Port spokesperson Art Marroquin said the ship, Mississippi, was berthed at Terminal G just before 9 a.m. Tuesday when the containers mysteriously fell overboard into the water.
Marroquin added later in the day that the number of containers that fell into the water and on land was 67. He classified the content of the containers as “general cargo.”
Marroquin and other port officials did not respond to questions about the ship. They confirmed, however, that no injuries were reported. Operations were temporarily suspended at the port Tuesday, but were back in action as of Wednesday.
Personnel from the U.S. Coast Guard, as well as the Long Beach Police and Long Beach Fire departments, assisted in efforts to salvage the containers.
A smaller clean-air barge connected to the ship during the incident was damaged by several fallen containers.

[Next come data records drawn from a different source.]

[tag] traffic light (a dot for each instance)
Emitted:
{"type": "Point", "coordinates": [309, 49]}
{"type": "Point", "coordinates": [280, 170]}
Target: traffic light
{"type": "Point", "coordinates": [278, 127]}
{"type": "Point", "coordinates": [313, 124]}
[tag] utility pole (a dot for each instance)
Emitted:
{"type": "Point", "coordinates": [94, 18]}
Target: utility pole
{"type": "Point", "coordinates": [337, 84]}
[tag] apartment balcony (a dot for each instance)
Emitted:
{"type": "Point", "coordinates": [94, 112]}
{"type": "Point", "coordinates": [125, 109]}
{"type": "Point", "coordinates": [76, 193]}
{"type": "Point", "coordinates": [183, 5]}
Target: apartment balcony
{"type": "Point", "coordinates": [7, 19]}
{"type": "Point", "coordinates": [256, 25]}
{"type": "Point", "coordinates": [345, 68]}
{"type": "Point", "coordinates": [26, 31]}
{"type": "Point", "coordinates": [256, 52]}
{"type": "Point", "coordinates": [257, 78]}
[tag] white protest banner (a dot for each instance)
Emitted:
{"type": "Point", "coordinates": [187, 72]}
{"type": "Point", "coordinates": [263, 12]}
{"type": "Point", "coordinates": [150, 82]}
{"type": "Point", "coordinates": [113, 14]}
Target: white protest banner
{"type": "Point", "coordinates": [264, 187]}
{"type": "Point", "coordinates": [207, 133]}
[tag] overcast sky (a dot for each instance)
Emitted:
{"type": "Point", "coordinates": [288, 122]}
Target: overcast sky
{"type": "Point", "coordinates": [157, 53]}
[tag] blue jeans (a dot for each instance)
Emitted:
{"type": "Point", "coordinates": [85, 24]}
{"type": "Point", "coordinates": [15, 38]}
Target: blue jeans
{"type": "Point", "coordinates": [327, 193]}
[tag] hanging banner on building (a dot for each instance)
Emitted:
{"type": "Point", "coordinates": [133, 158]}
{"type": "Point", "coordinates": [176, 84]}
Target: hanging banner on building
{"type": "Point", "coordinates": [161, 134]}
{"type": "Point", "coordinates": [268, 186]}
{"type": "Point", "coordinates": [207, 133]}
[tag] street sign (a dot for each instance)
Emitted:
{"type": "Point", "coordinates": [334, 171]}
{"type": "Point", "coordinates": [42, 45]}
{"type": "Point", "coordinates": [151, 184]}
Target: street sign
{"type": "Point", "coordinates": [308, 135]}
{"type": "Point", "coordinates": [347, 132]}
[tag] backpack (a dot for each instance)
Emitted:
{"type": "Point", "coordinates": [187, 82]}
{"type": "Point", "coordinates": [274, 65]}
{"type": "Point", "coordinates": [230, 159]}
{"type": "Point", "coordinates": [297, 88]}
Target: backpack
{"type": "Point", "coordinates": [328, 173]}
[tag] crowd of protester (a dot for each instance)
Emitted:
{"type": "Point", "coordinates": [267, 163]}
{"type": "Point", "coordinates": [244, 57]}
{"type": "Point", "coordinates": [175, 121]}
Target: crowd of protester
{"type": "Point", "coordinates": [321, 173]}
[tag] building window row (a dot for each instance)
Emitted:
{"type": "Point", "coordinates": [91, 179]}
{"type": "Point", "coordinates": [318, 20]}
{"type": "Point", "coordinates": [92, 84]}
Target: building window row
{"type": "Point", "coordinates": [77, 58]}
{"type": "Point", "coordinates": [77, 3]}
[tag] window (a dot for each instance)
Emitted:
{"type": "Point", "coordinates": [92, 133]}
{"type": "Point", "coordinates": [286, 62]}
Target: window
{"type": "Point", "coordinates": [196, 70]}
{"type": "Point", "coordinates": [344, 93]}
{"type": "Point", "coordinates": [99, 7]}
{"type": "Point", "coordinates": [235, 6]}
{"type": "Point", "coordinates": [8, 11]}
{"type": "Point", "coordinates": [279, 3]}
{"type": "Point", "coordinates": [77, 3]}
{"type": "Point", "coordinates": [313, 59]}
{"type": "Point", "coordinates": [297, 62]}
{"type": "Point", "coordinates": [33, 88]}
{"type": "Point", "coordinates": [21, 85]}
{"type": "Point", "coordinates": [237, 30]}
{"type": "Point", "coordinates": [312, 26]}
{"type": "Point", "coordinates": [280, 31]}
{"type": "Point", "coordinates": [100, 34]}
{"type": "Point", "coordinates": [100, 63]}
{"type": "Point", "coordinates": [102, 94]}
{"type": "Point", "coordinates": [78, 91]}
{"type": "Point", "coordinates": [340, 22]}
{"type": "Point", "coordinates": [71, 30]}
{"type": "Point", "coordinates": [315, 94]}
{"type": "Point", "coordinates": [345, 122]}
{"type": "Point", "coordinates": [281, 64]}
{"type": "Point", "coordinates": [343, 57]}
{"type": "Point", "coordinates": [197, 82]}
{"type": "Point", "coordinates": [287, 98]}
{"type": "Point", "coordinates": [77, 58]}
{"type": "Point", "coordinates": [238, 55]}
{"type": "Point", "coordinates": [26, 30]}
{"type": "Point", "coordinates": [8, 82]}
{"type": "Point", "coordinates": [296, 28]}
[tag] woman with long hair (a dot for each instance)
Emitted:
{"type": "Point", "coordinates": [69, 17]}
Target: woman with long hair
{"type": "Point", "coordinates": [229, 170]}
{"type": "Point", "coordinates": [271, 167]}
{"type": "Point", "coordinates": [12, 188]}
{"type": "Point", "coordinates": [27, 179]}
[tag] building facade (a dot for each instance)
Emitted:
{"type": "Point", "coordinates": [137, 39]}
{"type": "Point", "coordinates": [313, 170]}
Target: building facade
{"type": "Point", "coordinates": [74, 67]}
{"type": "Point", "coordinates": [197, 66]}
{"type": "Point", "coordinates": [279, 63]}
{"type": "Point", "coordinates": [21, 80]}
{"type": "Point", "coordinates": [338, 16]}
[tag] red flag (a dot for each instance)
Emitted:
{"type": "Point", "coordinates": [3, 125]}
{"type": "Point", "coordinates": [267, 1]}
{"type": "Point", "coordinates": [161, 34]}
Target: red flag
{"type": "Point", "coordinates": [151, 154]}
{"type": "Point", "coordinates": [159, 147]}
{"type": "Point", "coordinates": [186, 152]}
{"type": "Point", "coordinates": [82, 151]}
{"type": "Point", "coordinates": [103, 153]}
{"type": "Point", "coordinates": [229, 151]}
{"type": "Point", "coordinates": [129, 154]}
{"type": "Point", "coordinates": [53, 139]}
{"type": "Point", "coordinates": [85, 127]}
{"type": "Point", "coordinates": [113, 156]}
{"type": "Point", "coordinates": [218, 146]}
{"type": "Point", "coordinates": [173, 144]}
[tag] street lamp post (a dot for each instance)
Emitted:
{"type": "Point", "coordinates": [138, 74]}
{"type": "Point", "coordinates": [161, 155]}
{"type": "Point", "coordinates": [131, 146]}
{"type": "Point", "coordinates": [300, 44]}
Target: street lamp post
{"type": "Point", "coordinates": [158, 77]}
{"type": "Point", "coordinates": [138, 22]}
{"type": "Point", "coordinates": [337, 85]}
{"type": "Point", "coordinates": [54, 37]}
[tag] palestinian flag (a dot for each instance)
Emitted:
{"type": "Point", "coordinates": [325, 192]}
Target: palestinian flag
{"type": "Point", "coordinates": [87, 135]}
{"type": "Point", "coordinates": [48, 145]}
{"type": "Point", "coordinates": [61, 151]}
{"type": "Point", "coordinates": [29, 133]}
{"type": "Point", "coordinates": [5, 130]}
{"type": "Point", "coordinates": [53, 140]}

The Coast Guard is in the preliminary stages of investigating what caused the incident. Officials from the Coast Guard did not respond to a call for more information.
Port officials have described the event as an “accident” but have not provided additional details.

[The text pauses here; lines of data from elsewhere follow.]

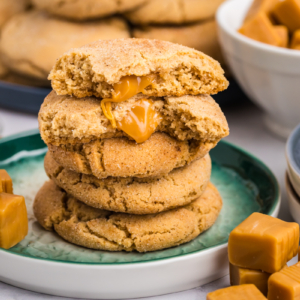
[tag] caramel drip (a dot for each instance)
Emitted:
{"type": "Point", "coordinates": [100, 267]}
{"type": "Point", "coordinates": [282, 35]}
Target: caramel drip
{"type": "Point", "coordinates": [141, 121]}
{"type": "Point", "coordinates": [126, 88]}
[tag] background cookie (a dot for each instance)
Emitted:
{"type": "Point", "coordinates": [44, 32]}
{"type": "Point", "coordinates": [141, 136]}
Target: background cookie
{"type": "Point", "coordinates": [173, 11]}
{"type": "Point", "coordinates": [206, 33]}
{"type": "Point", "coordinates": [86, 9]}
{"type": "Point", "coordinates": [32, 41]}
{"type": "Point", "coordinates": [103, 230]}
{"type": "Point", "coordinates": [134, 195]}
{"type": "Point", "coordinates": [121, 157]}
{"type": "Point", "coordinates": [93, 69]}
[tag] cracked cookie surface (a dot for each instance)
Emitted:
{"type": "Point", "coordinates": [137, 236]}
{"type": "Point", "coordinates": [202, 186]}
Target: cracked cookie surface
{"type": "Point", "coordinates": [93, 69]}
{"type": "Point", "coordinates": [87, 9]}
{"type": "Point", "coordinates": [131, 194]}
{"type": "Point", "coordinates": [32, 41]}
{"type": "Point", "coordinates": [103, 230]}
{"type": "Point", "coordinates": [173, 11]}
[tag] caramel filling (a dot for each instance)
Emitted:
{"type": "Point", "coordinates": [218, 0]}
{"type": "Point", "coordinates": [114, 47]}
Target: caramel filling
{"type": "Point", "coordinates": [141, 121]}
{"type": "Point", "coordinates": [128, 87]}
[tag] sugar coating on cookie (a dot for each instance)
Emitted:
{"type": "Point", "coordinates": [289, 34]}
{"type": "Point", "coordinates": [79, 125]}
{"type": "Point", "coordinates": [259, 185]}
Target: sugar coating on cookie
{"type": "Point", "coordinates": [131, 194]}
{"type": "Point", "coordinates": [93, 69]}
{"type": "Point", "coordinates": [173, 11]}
{"type": "Point", "coordinates": [103, 230]}
{"type": "Point", "coordinates": [121, 157]}
{"type": "Point", "coordinates": [87, 9]}
{"type": "Point", "coordinates": [32, 41]}
{"type": "Point", "coordinates": [206, 33]}
{"type": "Point", "coordinates": [65, 120]}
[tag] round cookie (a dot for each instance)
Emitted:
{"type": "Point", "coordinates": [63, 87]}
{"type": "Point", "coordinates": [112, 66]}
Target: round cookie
{"type": "Point", "coordinates": [173, 11]}
{"type": "Point", "coordinates": [9, 8]}
{"type": "Point", "coordinates": [32, 41]}
{"type": "Point", "coordinates": [121, 157]}
{"type": "Point", "coordinates": [134, 195]}
{"type": "Point", "coordinates": [206, 33]}
{"type": "Point", "coordinates": [86, 9]}
{"type": "Point", "coordinates": [92, 70]}
{"type": "Point", "coordinates": [103, 230]}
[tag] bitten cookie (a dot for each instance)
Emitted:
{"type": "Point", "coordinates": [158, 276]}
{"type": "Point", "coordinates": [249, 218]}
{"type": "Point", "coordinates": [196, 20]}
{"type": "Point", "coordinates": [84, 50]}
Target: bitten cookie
{"type": "Point", "coordinates": [86, 9]}
{"type": "Point", "coordinates": [103, 230]}
{"type": "Point", "coordinates": [134, 195]}
{"type": "Point", "coordinates": [206, 33]}
{"type": "Point", "coordinates": [174, 11]}
{"type": "Point", "coordinates": [32, 41]}
{"type": "Point", "coordinates": [92, 70]}
{"type": "Point", "coordinates": [82, 139]}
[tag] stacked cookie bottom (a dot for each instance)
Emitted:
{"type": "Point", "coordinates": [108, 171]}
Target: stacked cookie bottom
{"type": "Point", "coordinates": [128, 213]}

A 500-yard safety zone was secured around the Mississippi by the Coast Guard, which has produced safety broadcasts every hour alerting nearby ships of the potential safety hazards.
An online site dedicated to tracking ships says the Mississippi flies under a Portuguese flag and was last docked in China two weeks ago.
The incident happened only four days after the port was named the Best West Coast seaport in North America for a seventh straight year by the trade publication Asia Cargo News.
The port handles more than 9 million 20-foot containers per year from 2,000 vessels, moving one-fourth of all containers on the West Coast.